Devant les maires de France, le chef d’état-major alerte sur la possibilité d’une guerre et déclenche une tempête politique

Les propos du chef d’état-major des armées, le général Fabien Mandon, ont déclenché de vives réactions mardi lors du congrès des maires de France. En appelant le pays à “restaurer sa force d’âme” et à être prêt à “accepter de perdre ses enfants” pour “protéger ce que l’on est”, le militaire a mis en lumière la volonté du gouvernement de préparer les esprits à une éventuelle guerre — un message qui peine néanmoins à convaincre l’opinion.

Une mise en garde qui fait polémique

Face aux élus locaux, le général a souligné la nécessité d’un sursaut collectif face à un contexte géopolitique jugé de plus en plus instable, notamment depuis l’invasion de l’Ukraine par la Russie.
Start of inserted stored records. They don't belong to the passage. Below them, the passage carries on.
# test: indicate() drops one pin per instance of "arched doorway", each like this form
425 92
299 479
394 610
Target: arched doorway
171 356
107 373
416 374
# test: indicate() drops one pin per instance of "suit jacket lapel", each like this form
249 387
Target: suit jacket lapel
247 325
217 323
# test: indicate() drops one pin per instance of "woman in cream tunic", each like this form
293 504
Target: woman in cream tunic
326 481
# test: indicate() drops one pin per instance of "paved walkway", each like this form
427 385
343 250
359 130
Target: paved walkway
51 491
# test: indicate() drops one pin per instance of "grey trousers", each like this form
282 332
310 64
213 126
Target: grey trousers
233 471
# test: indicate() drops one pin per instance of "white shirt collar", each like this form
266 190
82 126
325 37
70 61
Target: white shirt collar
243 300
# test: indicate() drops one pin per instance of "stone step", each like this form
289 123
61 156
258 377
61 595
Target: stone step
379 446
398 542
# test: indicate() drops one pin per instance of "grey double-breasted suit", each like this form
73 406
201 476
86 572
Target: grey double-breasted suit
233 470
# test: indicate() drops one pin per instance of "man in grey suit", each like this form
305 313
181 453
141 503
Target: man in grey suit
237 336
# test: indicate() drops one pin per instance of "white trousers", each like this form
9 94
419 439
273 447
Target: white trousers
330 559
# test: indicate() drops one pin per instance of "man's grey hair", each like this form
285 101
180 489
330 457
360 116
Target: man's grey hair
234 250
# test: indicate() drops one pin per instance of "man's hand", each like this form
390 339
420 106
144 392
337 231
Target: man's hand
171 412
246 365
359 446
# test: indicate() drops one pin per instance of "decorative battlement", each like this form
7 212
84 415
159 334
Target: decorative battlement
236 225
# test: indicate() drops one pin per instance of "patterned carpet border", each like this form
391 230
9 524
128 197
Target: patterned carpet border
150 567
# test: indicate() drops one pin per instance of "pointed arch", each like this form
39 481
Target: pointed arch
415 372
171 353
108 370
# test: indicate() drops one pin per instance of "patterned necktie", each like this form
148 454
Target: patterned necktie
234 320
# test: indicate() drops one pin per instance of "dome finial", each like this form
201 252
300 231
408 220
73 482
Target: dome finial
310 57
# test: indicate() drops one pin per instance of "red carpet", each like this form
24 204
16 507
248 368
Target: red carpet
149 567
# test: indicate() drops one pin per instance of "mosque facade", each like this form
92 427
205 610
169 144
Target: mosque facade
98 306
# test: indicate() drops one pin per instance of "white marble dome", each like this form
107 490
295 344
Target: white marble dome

Ses propos ont immédiatement suscité un tollé dans l’opposition.

À gauche, La France insoumise estime qu’“un chef d’état-major ne devrait pas dire ça”, tandis que le secrétaire national du Parti communiste, Fabien Roussel, dénonce des déclarations “va-t-en-guerre”.
À l’extrême droite, Louis Aliot affirme qu’il faut “être prêt à mourir pour son pays”, mais rappelle que la guerre doit être “juste” ou relever de la survie nationale. “Je ne pense pas qu’il y ait beaucoup de Français prêts à aller mourir pour l’Ukraine”, ajoute-t-il.

La ministre des Armées, Catherine Vautrin, a défendu le général Mandon, estimant qu’il était “pleinement légitime” pour évoquer les menaces, et accusant l’opposition d’avoir sorti ses propos de leur contexte.

Une stratégie de sensibilisation engagée depuis des mois

Depuis deux ans, les autorités françaises, comme d’autres gouvernements européens, multiplient les prises de parole pour souligner l’aggravation des risques sécuritaires.
Selon la Revue nationale stratégique 2025, la France doit désormais se préparer “à l’hypothèse d’un engagement majeur de haute intensité dans le voisinage de l’Europe à l’horizon 2027-2030”, ainsi qu’à une recrudescence des attaques hybrides sur son sol.

Dans cette logique, le gouvernement publie ce jeudi un guide “face aux risques”, destiné à informer la population sur les comportements à adopter en cas d’inondation, de cyberattaque… ou de conflit armé.

Une population inquiète mais peu réceptive

Malgré un niveau d’inquiétude élevé — 64 % des Français craignent un débordement du conflit ukrainien vers la France, selon un sondage Elabe de mars 2025 — la population continue de se sentir distante de la guerre.

Pour la chercheuse Bénédicte Chéron, cette perception s’explique par l’histoire : “La représentation de la guerre pour les Français reste très liée à l’invasion du territoire.” Dans un contexte de forte défiance envers les responsables politiques, beaucoup peinent à accepter l’idée d’un engagement massif ou de sacrifices, sauf en cas de menace directe.

La chercheuse du IFRI, Héloïse Fayet, rappelle de son côté que la dissuasion nucléaire n’est pas un bouclier absolu : “Elle ne peut pas nous protéger de toutes les menaces”. Les incursions de drones, les sabotages ou les campagnes de désinformation — ces “actions hybrides” — contournent largement ce dispositif.

Des menaces invisibles qui ne mobilisent pas

Ces attaques hybrides, pourtant de plus en plus fréquentes selon les experts, restent difficilement perçues comme une “vraie guerre” par la population. “Les seuils de perturbation qu’elles franchissent ne sont pas assez élevés pour justifier une mobilisation générale”, estime Bénédicte Chéron.

Dans ce contexte, les propos du général Mandon illustrent la difficulté des autorités à préparer les Français aux réalités d’une éventuelle crise majeure — et la sensibilité extrême du sujet dans le débat public.